高揚していた気分が、一気に下がるのを感じる。

 ふてくされているカンナを他所に、つきあたりの階段からものすごい音を立てて、恰幅のいい女性が駆け下りてくる。

 恰幅のいい女性は、カンナの前で跪き、カンナに対し質問する

「これはこれは、カンナ様、この度は当温泉になにか御用でしょうか?」

「...えっと、昨日ここをお勧めされたから、温泉に入りに来たんだけど」

「そうでございましたか!、それではすぐに準備させていただきます1」

 そう言うとまたどこかへと凄い音を立てて走り去ってしまった。

 カンナはすでに投げやり状態になり、半ば諦めかけていた。


 




 「............」

  シズクがジーと自分の体を凝視してくるものだから、カンナは思わず頬を赤らめる。お互いに衣服を脱いで裸ているせいで、かなり寒い。それでも、シズクはカンナの体を凝視したまま動かない。カンナはすでに羞恥の限界だった。

「あの、シズク、そんなにジロジロみられると恥ずかしいんだけど.....」

「..........」

「ねえ、シズ...」

「傷」

「あっ....」

「傷、すごく増えてる」

「.....それは」

 脱衣所のタオルを体に巻いて、シズクから傷を見えないように取り繕うが、すでに手遅れ。

「その傷、きえないんだね」

「うん.....」

 それは、数か月にわたってつけられた拷問の痕、首から下はそれはそれは酷いものだった。背中には刃物でつけられたような一文字の深い傷があり、体のところどころは赤黒く変色していた。普通に生きていては決して付けられることのない生生しい傷たち、それを見るだけでシズクにはカンナがどれ程の苦しみの中にあったかは、容易に想像が付く。

 対して自分の体はどうか、カンナに庇われ、傷一つないきめ細やかな肌。自分の分の傷までカンナに押し付けてしまっている自分に腹がたって仕方がなかった。

「カンナ、私、責任とるから」

「え?責任ってなんの?」

「全部カンナに押し付けた責任」

「それは、私が勝手にしたことだよ、シズクが責任とる必要なんてないよ」

「ううん、私の責任、だから、もし、カンナが誰のものにもならなくても、私はずっとそばにいるから」

 最後まで一緒にいてくれる、その言葉に思わず涙しそうになったが、ここで大事なことを思い出す。

「でも、シズク、私、すでに『ハク』の....」

「そいつの名前をださないで」

「はい」

 万物を射殺さんとする目でにらまれて、口の噤む。普段のおひとやかシズクからは考えられない程の覇気に、自分に向けられたものではないとわかっていてもたじろいでしまう。

「...あいつは、いつか....」

 全鹿人の神に対して何やら不吉な言葉が聞こえたきがしたが、カンナは何も聞かなかったことにした。これ以上はシズクの琴線にふれそうだったからだ。


 一悶着はありはしたが、カンナたちは無事に露天風呂の扉を開る。

 「「わぁ」」

 二人の声が重なる。

 目の前に広がる光景に二人は目を光らせる。床下が見える程に、信じられないぐらい透明な温泉、そこに散りばめられた紅の椿、温泉と花の香りが入交り、所どころには机と傘が配置されており、ほかの鹿人たちも湯舟につかりながら昼酌を楽しんでいた。

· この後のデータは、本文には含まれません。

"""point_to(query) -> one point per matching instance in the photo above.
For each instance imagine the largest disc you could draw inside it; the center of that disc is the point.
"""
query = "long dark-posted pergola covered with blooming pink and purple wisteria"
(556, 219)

 街のお風呂などくらべものにならない温泉に感動するカンナとシズク、花の香りの包まれながら温泉に浸かると、体の芯まで癒されるよう、それこそ、体が溶け出し、湯舟と一体になるような感覚に、すこし酩酊する。

 まだ日は上りきっておらず、今日はまだ早いというのに、昼酌を嗜む人が大勢いるのもわかるきがする。少しだけ脳の理性が落ち、皆で心おきなく過ごせる場所には、酔いというものが欲しくなる。

 せっかくなのでカンナたちも、お酒を飲むことにした。

 

 豪華な陶器に入れられて運ばれてきたお酒は、ここの温泉に勝るとも劣らない程の透明度を持つそれはそれは美しい酒だった。

 豊賀という名前の、果実味のある香りが特徴なのだと、持ってきてくれた従業員が言っていた。

 確かに、麝香葡萄の様な香りのするお酒で、すっきりとした甘みがあった。

 シズクと乾杯をして口に含むと、葡萄酒の様な甘やかな味わいで、透き通るようなくちどけだった。

 

その後も、二人で酒を飲みかわし、会話を楽しむ。

 それが終わりを告げたのは、シズクがのぼせてしまい、倒れてしまった時だった。この時、既に時刻が15時をすぎていた。